I enjoyed this reading a lot. As I mentioned before, I read it in high school, but didn’t remember too much about it. It sent me off on a lot of extra reading after I finished it. For instance, I was wondering why Babs seemed to hate Helena so much and… then I remembered… (see Nightwing/Huntress). I was also lucky enough to find a couple of Richard Dragon, Kung-Fu Fighter back issues in the $2 bin of a local comic book store. What I ended up focusing on was The Question, The Huntress, their similarities, and their choices following the time they spent with Sensei Dragon.
I’ll start with The Question. Most of my knowledge about The Question comes from his original appearances in the back-up stories of Charlton’s 1967 Blue Beetle series. The Question was created by Spider-Man co-creator Steve Ditko. Ditko was a devote believer in objectivism, and The Question was created by Ditko to be an objectivist hero. In fact, those '67 Question stories read more like objectivist chick tracts than they do superhero comics. Now… I’m not a fan of objectivism, so I don’t think I would be able to describe what it is without biased editorializing. Therefore, I will let Vic Sage give you a basic synopsis of what objectivism is all about:

From Blue Beetle #4 (Charlton, 1967)
Ditko’s interpretation of objectivism also came with a black and white certainty to questions of good and evil. There was right and there was wrong with no shades of grey. If someone breached into wrong then they were a criminal. Once you are a criminal then you are a criminal for life, and you deserve what you have coming to you.
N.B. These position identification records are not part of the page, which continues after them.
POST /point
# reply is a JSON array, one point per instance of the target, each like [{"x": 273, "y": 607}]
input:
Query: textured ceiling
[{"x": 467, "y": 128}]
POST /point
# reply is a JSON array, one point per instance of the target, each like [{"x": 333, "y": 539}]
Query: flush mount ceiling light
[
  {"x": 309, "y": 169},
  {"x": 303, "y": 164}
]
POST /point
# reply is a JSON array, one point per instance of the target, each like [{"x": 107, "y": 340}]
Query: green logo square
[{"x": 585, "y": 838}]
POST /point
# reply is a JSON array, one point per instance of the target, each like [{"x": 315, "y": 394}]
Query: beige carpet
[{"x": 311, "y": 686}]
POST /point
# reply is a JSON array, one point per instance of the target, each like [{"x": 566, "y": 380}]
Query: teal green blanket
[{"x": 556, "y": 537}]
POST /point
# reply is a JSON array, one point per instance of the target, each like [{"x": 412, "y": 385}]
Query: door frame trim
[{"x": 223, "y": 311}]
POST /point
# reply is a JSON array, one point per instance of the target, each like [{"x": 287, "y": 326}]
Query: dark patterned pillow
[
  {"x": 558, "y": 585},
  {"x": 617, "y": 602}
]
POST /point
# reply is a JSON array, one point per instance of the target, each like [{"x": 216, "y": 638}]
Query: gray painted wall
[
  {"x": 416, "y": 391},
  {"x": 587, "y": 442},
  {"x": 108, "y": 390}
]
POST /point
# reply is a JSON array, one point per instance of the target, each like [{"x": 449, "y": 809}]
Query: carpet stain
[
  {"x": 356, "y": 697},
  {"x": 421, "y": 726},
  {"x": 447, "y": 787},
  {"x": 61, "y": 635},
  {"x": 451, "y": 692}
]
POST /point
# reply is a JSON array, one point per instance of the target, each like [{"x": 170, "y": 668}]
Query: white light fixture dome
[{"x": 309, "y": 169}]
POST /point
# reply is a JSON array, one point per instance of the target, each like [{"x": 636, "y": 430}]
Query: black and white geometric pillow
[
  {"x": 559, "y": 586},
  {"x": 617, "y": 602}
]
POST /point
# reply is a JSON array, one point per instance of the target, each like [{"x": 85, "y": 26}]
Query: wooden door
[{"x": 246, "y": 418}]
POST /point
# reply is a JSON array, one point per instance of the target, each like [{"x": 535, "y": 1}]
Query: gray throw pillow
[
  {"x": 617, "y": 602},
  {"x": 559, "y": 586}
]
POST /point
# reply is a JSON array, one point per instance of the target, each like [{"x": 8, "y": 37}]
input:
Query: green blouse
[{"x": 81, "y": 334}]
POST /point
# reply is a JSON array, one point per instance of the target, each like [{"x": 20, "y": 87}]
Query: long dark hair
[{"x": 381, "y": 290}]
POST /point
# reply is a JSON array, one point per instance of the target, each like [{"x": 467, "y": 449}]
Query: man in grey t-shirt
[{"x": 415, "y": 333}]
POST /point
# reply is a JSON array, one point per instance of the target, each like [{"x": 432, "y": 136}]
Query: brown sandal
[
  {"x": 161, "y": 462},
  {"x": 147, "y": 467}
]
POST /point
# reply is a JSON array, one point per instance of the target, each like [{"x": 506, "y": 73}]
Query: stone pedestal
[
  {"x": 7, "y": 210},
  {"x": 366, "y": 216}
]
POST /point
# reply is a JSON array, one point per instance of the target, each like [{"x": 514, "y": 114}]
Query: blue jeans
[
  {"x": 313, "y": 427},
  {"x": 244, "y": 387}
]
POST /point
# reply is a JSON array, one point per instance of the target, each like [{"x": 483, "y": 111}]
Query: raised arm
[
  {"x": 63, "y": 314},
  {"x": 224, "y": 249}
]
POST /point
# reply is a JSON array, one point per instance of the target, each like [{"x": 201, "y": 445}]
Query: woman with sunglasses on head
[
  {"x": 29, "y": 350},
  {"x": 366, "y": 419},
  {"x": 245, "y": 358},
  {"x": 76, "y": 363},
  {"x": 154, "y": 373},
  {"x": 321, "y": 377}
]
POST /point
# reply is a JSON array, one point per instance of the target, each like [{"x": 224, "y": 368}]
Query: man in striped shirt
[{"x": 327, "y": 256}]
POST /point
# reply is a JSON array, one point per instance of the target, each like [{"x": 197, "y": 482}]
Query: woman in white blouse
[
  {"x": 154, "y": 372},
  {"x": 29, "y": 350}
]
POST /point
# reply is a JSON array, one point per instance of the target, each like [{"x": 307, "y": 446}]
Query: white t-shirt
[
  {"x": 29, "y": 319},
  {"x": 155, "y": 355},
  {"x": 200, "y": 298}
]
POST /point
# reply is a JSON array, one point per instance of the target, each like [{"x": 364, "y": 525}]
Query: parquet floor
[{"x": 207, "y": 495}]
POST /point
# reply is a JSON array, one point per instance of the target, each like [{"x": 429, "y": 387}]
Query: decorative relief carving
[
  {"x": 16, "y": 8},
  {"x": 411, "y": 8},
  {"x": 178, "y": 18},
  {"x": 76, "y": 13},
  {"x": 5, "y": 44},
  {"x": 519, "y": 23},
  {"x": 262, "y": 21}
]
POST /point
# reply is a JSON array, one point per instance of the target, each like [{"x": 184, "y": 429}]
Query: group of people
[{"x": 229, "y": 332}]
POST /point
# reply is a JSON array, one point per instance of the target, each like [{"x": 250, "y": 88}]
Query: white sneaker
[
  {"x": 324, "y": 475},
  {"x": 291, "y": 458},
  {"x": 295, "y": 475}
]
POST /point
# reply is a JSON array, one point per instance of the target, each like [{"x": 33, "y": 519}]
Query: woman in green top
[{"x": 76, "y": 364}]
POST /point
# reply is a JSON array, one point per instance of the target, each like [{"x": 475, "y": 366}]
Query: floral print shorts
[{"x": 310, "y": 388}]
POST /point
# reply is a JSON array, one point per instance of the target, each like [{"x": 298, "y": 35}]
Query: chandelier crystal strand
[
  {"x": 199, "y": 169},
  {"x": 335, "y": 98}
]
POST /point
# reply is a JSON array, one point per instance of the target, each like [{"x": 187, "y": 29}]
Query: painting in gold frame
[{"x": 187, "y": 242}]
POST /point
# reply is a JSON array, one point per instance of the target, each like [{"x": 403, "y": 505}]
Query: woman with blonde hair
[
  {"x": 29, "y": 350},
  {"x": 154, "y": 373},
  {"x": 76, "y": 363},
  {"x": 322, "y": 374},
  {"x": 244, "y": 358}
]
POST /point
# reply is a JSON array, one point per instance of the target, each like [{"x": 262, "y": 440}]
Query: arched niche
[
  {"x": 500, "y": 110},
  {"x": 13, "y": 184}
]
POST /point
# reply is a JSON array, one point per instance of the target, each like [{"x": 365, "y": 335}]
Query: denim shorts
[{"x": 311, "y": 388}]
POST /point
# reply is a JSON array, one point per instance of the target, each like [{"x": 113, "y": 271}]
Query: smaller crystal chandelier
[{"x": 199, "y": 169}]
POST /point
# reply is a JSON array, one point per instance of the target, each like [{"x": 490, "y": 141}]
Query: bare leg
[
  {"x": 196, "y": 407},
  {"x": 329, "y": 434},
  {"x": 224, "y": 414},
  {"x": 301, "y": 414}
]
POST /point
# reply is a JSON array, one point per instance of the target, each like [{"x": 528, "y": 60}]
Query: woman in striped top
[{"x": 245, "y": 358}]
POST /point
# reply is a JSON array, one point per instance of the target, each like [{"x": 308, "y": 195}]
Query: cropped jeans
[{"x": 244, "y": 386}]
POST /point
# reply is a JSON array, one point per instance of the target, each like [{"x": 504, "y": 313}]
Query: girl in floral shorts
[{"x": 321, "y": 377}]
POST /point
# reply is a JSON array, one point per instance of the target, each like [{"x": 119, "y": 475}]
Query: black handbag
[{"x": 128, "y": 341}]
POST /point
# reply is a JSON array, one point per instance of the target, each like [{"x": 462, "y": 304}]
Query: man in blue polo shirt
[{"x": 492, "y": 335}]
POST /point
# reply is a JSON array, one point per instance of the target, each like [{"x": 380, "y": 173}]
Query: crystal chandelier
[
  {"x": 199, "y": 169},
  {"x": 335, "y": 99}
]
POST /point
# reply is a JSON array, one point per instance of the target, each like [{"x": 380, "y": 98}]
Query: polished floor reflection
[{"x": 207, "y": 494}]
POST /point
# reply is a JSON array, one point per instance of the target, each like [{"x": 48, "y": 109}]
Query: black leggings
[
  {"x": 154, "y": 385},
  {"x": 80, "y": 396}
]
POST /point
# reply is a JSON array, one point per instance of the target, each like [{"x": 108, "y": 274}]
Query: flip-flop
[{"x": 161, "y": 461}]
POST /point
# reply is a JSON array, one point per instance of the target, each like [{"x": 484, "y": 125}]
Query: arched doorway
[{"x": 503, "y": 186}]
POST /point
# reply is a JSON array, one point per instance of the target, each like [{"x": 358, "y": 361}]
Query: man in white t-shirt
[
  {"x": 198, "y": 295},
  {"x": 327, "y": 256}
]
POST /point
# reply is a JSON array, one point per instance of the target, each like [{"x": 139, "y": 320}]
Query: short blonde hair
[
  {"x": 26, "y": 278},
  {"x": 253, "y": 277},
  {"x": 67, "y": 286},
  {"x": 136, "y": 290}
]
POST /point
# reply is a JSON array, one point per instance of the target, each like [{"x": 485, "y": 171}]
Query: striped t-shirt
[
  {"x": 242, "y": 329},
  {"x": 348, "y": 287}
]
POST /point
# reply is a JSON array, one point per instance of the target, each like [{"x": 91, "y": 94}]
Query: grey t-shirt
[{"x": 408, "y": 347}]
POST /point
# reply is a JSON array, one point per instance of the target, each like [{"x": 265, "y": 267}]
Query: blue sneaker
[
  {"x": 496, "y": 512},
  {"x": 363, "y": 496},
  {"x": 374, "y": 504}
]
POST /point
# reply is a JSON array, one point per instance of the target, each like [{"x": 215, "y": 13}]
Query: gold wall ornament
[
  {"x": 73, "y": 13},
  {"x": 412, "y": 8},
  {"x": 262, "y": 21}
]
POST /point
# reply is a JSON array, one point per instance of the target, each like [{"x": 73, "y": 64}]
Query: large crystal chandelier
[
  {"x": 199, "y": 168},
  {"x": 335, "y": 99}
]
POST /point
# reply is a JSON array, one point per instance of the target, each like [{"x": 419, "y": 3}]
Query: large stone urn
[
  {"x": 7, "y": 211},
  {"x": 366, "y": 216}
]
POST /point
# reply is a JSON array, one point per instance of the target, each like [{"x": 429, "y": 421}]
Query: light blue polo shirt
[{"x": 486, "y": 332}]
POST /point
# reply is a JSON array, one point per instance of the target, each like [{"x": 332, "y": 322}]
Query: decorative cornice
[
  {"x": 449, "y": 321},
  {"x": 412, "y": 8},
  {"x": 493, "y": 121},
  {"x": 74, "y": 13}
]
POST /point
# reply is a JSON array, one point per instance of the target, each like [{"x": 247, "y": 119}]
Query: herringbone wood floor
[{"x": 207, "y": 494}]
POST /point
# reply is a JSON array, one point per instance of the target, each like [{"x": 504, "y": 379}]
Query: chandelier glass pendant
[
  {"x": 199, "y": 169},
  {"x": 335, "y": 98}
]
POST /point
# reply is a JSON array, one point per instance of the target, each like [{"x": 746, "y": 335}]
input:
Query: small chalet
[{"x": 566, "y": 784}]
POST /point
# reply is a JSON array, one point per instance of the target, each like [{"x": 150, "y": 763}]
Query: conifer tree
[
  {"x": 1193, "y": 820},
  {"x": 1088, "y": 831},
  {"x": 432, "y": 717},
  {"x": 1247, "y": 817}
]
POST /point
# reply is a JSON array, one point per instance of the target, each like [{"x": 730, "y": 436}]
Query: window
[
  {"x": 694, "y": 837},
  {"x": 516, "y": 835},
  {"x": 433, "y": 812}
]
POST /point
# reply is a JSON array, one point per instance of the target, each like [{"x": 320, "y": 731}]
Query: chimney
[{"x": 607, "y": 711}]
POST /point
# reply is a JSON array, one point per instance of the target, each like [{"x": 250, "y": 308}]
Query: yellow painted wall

Hence this scene (again from Charlton’s 1967 Blue Beetle #4):
It’s kind of even more brutal than these panels suggest as The Question is the one who kicked them into the water.
My headcanon is that everything is continuity, so The Question from the panels above is the same Question from this story. It’s also the same Question that learned under Richard Dragon in The Question (1986) #2. Vic’s breakthrough moment came after Richard told him a story about a philosopher who dreamt he was a butterfly and then woke up to wonder if he was a man who dreamed he was a butterfly or if he was a butterfly who now dreamed he was a man (hence why Dragon refers to Vic as “butterfly”). In my headcanon, this story is the perfect challenge to the certainty of Vic’s objectivism. After his time with Dragon, Vic came out a calmer, more understanding vigilante which is how we find him in this story.
What does all of this have to do with our girl Helena? Well, to start I could see some similarities between objectivism and the Sicilian concept of omerta as Helena describes it in issue #1:

The Question’s refusal to save the criminals in the sewer also reminded me a lot of how Huntress dealt with Mandragora at the end of Huntress (1989) #6. Therefore, it’s not surprising to me that Vic saw a lot of his old self in Helena and decides to take her to his old teacher for help.
Unfortunately for Vic, Helena didn’t exactly have her butterfly moment. The best she can do to explain why this is, is by telling him:
What I think she’s trying to say is that she can’t change. The things that happened to her as a child, losing her family, already changed her permanently. Those things that happened long ago caused her actions today, so they may as well have happened years and years ago. She is certain there was nothing she could do. It was already done.
Circling back, as I mentioned before, I am not a big fan of objectivism. It is almost the complete opposite of the the things I believe in. That being said, I’ve always seen a kindred spirit in The Question (Steve Ditko) because of his stubborn, self-destructive, uncompromising beliefs. I feel the same way about Helena and that burning rage that gnaws at her very center until almost nothing else is left. That… makes me worry…
I’m hoping that one day I’ll wake up wondering if I’m a moth dreaming that he is a man… and that I’m not certain of the answer.